Here, you come here and you work for seven or eight years, you’ll go through three complete cycles of conceiving, designing, building, delivering, helping a customer learn how to operate a satellite or doing the same thing on a rocket.

So the pace is faster. The team that you’re going to be part of is smaller, so what you do has a bigger impact.

Do you hire right out of college?

Yeah. Quite a lot. There are probably 3,000 to 4,000 kids that graduate [in the United States] every year with aerospace engineering or very closely related degrees.

What universities do you recruit from?

At the top of the list are MIT, Georgia Tech, Purdue, University of Michigan, CalTech, University of Colorado, Texas.

Once you get in, what qualities are necessary to be a success here?

You’ve got to have pretty good engineering or scientific skills. But you’ve also got to have pretty serviceable interpersonal characteristics. Most of what we do, we accomplish through small teams.

So we would generally shy away from a lone ranger who doesn’t play well with others.

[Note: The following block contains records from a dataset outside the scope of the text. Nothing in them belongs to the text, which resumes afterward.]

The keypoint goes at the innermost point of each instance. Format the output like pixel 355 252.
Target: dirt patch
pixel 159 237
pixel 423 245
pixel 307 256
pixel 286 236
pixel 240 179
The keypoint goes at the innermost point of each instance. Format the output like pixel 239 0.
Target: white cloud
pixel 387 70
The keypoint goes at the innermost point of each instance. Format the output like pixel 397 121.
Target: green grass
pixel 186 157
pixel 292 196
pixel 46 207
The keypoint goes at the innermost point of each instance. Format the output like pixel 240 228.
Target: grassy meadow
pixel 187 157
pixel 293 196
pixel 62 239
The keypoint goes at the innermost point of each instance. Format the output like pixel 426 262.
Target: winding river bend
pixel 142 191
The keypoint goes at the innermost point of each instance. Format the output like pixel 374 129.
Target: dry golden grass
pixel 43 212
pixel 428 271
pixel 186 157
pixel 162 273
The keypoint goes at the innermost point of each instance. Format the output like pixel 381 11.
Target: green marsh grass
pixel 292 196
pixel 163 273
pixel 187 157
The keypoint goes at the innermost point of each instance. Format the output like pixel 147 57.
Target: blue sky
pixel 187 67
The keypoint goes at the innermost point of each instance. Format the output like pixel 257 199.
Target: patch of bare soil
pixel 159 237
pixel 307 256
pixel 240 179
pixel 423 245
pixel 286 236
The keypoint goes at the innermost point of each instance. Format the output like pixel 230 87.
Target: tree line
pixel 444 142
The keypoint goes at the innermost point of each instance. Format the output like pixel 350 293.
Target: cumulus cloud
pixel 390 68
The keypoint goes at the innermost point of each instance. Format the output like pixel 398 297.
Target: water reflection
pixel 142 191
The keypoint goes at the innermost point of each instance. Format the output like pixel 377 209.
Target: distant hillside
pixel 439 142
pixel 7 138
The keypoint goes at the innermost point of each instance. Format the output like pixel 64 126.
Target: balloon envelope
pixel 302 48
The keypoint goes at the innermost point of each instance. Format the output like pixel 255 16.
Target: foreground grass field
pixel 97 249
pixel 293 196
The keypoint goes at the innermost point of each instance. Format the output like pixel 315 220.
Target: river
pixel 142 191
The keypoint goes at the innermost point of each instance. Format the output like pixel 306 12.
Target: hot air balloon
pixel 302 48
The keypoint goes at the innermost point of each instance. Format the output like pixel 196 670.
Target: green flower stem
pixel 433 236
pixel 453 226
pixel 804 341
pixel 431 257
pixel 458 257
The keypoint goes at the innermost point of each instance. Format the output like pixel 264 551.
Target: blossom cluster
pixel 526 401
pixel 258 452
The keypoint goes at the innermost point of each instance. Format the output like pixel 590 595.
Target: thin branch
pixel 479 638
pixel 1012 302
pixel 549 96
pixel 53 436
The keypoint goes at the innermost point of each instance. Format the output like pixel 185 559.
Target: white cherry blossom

We try to encourage technical people to have a little broader view of the business than just their immediate assignment so they can see how everything connects.

So we teach an internal [course]. We call it the Orbital Academy.

For instance, we teach a class on spacecraft design and launch-vehicle design, but we also teach a class in business fundamentals and finance, accounting, things like that. So people get a little broader view of what it is that we do and why we do some things . . . why we make some of the decisions we make.

A lot of your success is hit-driven: the next big rocket, the next big satellite. So your people have to always be shooting for the next big thing. How do you keep that spirit of vitality and urgency?

It’s tricky.

There is no one big secret. There are multiple terms in the equation — from the kind of people we recruit to the way we’re organized to the kind of suppliers we work with to the design of the product.

Earlier this year, we teamed up with and were selected [by] and are being funded by a small company that Paul Allen, the Microsoft co-founder, set up to develop a really big version of [the Pegasus rocket] that could launch people one of these days into space.

The company is called Stratolaunch. They are in the process of building the world’s largest airplane out in California.

This super-Pegasus, which we figured is 12 times bigger than the current one we developed, would go under the airplane. This airplane has a wingspan of about 350 feet. So basically, if you lined it up with the Capitol Building, it would stretch the whole length of the Capitol Building.

Do you think it’s going to work?

As long as Paul keeps putting money in it.